The time is fast approaching when TV stations and newspapers will open their eyes and realize how much money they can make by creating these dynamic public forums. Money. Money often breeds corruption. But it doesn't have to be that way.
In coming posts, we'll show why we're convinced that media's wisest and most profitable approach to politics will be to with dialogic public forums that make citizens and governments responsive and accountable - truthful - with each other in the search to solve systemic problems like violence. Why so? Just think back to last November and the release of the Laquan McDonald video and ask yourself how things have changed since then. That video - its release to the public - opened a new era in Chicago. It gave us Black Lives Matter and a whole focus on police/community relations. It opened an era that will be driven by technological revelations coming from police dashcams, bodycams and cell phone videos. And driven also by the DNA evidence that's reversed scores of wrongful criminal convictions. In politics, fact-checking sites are on the rise. Then there's the Edward Snowdon and Wikileaks revelations that have opened huge windows into government matters formerly hidden from Americans. Sooner or later, the slow-motion instant replays that add credibility to refereeing in sports telecasts are bound to find their way into a system of political discourse that has lost credibility at all levels of government in America.

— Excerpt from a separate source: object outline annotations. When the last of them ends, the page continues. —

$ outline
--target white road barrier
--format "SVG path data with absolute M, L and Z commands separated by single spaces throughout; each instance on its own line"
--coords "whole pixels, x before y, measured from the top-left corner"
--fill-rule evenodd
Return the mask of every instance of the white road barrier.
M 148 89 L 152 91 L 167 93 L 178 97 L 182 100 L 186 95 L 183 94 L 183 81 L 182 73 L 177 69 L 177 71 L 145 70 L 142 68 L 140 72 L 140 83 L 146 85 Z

All told, it's by judicious use of these and many other modern interactive communications technologies that Chicagoans and City Hall, working together as never before in Chicago history, will perforce have to depend on each other in deciding how Chicago can best run itself. We have entered the Era of Interdependence. Over a hundred years ago. Chicago's great city planner Daniel Burnham designed a physical infrastructure. If Burnham were with us today, he would see the development of a public communications infrastructure, accessible to all Chicagoans, as best and only way for Chicago to shape its future in an age of electronic communications.